Quand trois sorcières lui annoncent qu'il sera un jour roi d’Écosse mais sans héritier et qu'en revanche son compagnon de fortunes, et rapidement d'infortunes, Banquo enfantera une lignée de sang bleu, MacBeth, tout juste auréolé de sa victoire contre les armées Norvégiennes pour le compte de son cousin Duncan l'actuel roi D’Écosse, plonge peu à peu dans la folie et dans la nuit. Sa femme, la célébrissime Lady McBeth, est ce qu'on appelle une virago. Au fait de la prophétie et devant le manque manifeste d'initiative de son thane de mari, c'est elle qui monte l'opération diabolique censée les porter tout deux sur le trône du Nord. Mais accéder au trône se révèlera en fait n'être que leur épreuve la plus simple : l’exercice du pouvoir, le remords de son obtention et la crainte de sa perte consumeront les amants. The night is dark and full of terrors.
MacBeth est une tragédie. La tragédie de l'âme humaine. La tragédie de l'homme insatisfait de son sort et de sa corruption par l'ambition sur l'hôtel de l'ambition.
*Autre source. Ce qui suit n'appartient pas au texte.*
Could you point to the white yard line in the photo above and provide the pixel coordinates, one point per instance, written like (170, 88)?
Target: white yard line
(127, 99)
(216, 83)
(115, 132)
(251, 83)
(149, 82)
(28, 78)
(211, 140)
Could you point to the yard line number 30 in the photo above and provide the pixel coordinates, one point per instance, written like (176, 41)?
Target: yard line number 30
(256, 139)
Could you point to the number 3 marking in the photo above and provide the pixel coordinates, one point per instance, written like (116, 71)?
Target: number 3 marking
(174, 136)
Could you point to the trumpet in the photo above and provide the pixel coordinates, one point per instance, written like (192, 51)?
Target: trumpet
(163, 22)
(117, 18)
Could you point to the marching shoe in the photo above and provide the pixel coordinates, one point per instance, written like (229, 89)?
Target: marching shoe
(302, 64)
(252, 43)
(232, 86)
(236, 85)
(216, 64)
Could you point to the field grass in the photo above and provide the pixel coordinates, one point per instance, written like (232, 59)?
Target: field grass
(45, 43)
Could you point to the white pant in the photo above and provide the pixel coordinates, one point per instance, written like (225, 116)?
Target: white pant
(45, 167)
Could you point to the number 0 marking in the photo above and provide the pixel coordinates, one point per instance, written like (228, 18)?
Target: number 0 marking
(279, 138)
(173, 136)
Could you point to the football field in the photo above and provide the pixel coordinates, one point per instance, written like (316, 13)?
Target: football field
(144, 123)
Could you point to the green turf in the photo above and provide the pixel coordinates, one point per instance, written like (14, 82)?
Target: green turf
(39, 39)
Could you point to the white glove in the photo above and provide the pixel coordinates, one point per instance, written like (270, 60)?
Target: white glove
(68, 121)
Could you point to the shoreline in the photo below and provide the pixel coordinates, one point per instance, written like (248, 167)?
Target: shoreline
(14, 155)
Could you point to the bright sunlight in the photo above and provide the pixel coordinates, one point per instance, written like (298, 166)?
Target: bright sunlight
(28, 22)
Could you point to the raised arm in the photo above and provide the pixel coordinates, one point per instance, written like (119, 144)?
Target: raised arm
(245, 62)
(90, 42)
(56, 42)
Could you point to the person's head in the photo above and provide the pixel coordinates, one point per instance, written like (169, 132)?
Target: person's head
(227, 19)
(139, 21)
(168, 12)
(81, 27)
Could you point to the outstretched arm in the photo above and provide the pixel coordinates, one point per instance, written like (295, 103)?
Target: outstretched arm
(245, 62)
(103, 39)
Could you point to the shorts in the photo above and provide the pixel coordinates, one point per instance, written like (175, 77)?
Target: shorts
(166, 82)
Pour que le mal s'immisce dans l'esprit d'un homme et le soumette il faut déjà qu'il y ait une plaie, une brèche, qu'il rencontre une impureté, une infime faiblesse pour s'accrocher et se pérenniser. A ce titre l'esprit enfiévré de MacBeth est le terreau parfait, lui qui, dans l'ombre de son cousin le roi et de ses deux fils héritiers, ronge son frein et n'entre qu'en troisième position dans l'ordre de succession. C'est lorsque le mal trouve de secrètes connivences avec l'âme humaine qu'il l'empoisonne.
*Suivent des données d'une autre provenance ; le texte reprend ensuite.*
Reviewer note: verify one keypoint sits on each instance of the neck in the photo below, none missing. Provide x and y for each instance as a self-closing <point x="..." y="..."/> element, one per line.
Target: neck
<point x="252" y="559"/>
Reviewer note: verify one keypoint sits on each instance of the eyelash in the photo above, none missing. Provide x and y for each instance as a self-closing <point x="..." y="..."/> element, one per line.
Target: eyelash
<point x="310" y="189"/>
Quand à ses débuts, il mit en scène la pièce de Shakespeare au théâtre, Welles n'engagea que des acteurs noirs. Unique et seule parade qu'il trouva alors de faire ressentir à son auditoire les émotions que lui avait procurées la pièce. Quand il la met en scène, en 1947, au cinéma, il endosse lui-même le rôle-titre et s'ébat dans des décors en carton-pâte digne d'une adaptation lycéenne. Par souci d'économie, on se doute, mais pas que. L'allure débrayée des costumes, la forme et la conception de la couronne, des armes et des galeries caverneuses du château, toute la radicalité et l'épure artistique du film sont davantage un choix qu'un renoncement. Il en ressort une atmosphère lourde et fantastique, parfois même carrément fantasmagorique et infernale, que l'utilisation abusive de brume (qui masque en plus l'artificialité des décors) ne fait qu'amplifier et teinter d’expressionnisme. Les yeux écarquillés, enfiévrés et perdus dans l'espace, le front perlant de sueur, Welles est démoniaque, impressionnant. Quand il se filme en plongée c'est comme écrasé sous le poids de la culpabilité et de la peur qu'il se montre, en proie aux ténèbres. Quand au contraire c'est en contre plongée, c'est comme l’arrogant, tyrannique et psychotique imbécile qu'il est qu'il se révèle, en proie à la folie et aux superstitions.
Sa relecture est violente et macabre, à des lieux du classicisme du théâtre filmé. Là où Polanski fera des amants MacBeth des êtres naïfs mais cruels tout justes sortis de l'adolescence, Welles en fait de parfaits psychopathes calculateurs et sanguinaires, des démons complètement pervertis par leur ambition et sans pitié mais pourtant en proie à la culpabilité, à la peur et à la mort. Cela mènera Lady Macbeth jusqu'aux pentes vertigineuses et acérées de la folie et plongera le roi dans un délire abyssal, dans le bruit et la fureur, la vanité et l'ambition. Plus qu'une simple mise en scène de la pièce, c'est l'expérience MacBeth que recherche Welles. Les dialogues sont à peine murmurés, les ombres démesurées, la brume omniprésente jusque dans les méandres caverneux du château, tout semble irréel, fantasmagorique et cauchemardesque. C'est une vision de la pièce qu'il propose. La sienne. Celle d'un génie. Celle où reviennent sans cesse les trois sorcières démoniaques, comme imprimées sur un parchemin moyenâgeux, et celle où c'est la Mort qui l'emporte à la fin.